25 Temmuz 2009 Cumartesi

Pencere

Gittikçe monotonlaşan hayatın girdabına kapılmadan yaşamak için hepimiz farklı şeylerin peşinde koşuyoruz vakit bulabildiğimizce. İş yerlerimiz ve evlerimiz arasında sıkışan hayatlarımız, sahip olduğumuz hayal gücümüzü sınırlı şekilde kullanmamıza neden oluyor. Yetiştirilmesi gereken işler, hedefler, telefonlar ve emailler arasında kaybolduğumuz işyerinden çıktığımızda da trafikte kaybediyoruz kendimizi. Bin bir güçlükle eve attığımız bedenimizi beslemeye ve dinlendirmeye gayret ederken aslında daha da yoruyoruz farkında olmadan. Boş boş bakılan televizyon dizileri ve internette izlenilen bir kaç dakikalık kısa filmler ile geçiştiriyoruz akşamlarımızı. Oysa en heyecanlı diziden daha enteresan olaylar hepimizin hayatının içinde var.
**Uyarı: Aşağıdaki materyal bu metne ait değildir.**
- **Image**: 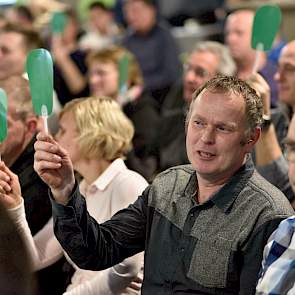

O izleyip de güldüğümüz kısa videolar da bu hayata dair. Biz izleyici olarak ekran başında kalmayı tercih ettiğimiz sürece hayat da bize monoton gelmeye devam edecek. Ne zaman ki ekrandaki pencereleri kapatır, evdeki pencereleri açıp dışarı bakmaya başlarız, o zaman hayatın keyfini daha çok çıkartırız.